Some phone numbers are more equal than others
December 2, 2016 1:09 PM   Subscribe

I Dialed a Wrong Number and Stumbled Into International Phone Fraud. "Cuba is one of the most expensive countries to call from the U.S. […] To get around this tightly restricted market, a great many fraudulent and ingenious ways of making money have sprung up around calling to Cuba. Global capitalism abhors a vacuum. And so, of calls from North America and Europe, the ones to Cuba are the most likely to be fraudulent in some way, according to the Communications Fraud Control Association’s 2015 global survey. And telecommunications fraud is no small thing. In all, fraud costs the telecommunications industry an estimated $38.1 billion a year."

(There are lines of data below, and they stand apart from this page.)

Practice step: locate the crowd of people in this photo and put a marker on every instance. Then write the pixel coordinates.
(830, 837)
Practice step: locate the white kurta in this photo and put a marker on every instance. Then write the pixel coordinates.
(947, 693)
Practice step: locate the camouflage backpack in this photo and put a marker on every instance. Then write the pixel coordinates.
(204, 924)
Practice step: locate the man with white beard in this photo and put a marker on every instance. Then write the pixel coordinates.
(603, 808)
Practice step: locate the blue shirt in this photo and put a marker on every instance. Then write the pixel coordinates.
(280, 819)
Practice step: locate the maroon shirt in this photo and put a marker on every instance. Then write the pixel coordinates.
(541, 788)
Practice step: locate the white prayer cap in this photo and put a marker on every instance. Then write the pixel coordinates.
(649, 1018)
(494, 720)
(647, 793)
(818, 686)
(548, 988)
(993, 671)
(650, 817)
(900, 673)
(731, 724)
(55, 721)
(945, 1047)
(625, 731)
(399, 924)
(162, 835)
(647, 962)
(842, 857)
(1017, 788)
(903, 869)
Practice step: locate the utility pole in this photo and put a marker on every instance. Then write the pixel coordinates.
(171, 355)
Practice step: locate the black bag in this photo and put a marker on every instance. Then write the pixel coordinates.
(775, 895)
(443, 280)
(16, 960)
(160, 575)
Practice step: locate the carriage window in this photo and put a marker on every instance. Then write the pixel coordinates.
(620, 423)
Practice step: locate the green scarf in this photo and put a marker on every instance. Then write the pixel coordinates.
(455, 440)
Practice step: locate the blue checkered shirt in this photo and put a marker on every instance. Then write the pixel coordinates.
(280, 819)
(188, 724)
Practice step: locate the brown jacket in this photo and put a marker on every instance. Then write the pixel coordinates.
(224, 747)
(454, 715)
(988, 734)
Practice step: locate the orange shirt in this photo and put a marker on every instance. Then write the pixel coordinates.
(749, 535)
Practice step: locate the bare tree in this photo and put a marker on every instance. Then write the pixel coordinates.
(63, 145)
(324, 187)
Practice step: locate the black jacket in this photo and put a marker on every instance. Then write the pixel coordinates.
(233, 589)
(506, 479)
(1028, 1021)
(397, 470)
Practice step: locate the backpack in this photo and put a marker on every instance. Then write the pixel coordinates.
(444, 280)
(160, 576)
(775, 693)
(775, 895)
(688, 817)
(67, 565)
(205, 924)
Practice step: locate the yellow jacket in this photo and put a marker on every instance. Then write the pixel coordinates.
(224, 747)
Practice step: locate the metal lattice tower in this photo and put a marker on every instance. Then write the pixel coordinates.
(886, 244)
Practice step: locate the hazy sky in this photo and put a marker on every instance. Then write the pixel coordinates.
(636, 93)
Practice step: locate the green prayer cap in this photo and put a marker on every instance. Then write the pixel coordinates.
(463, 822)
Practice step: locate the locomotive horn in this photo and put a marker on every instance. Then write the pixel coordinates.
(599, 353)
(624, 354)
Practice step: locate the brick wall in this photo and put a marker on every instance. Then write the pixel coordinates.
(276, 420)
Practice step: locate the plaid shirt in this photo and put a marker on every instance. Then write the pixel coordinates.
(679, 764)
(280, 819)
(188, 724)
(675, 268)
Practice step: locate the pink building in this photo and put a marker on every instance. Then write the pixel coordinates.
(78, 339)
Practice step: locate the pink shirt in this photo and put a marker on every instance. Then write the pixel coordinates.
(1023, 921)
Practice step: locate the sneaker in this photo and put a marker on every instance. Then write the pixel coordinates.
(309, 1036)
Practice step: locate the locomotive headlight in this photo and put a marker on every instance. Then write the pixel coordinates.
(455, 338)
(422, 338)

This is related to the One and Cut or Wangiri scam where a seemingly local number calls (usually mobile) phones, rings once, and hopes for a return call which charge a premium per-minute rate and attempt to keep callers on the line with hold messages or promises of prizes. Also sometimes known as the 809 Scam which is real though exaggerated misinformation sometimes spreads about the scam.
posted by Clinging to the Wreckage (20 comments total) 18 users marked this as a favorite
 
Sorry, wrong number.
posted by Melismata at 1:35 PM on December 2, 2016


Yikes. I'm going to claim that first sentence of the [more inside] is my attempt to keep you on the post long enough to bill you more. I'm not rambling, I'm demonstrating the technique in the links!
posted by Clinging to the Wreckage at 1:41 PM on December 2, 2016 [3 favorites]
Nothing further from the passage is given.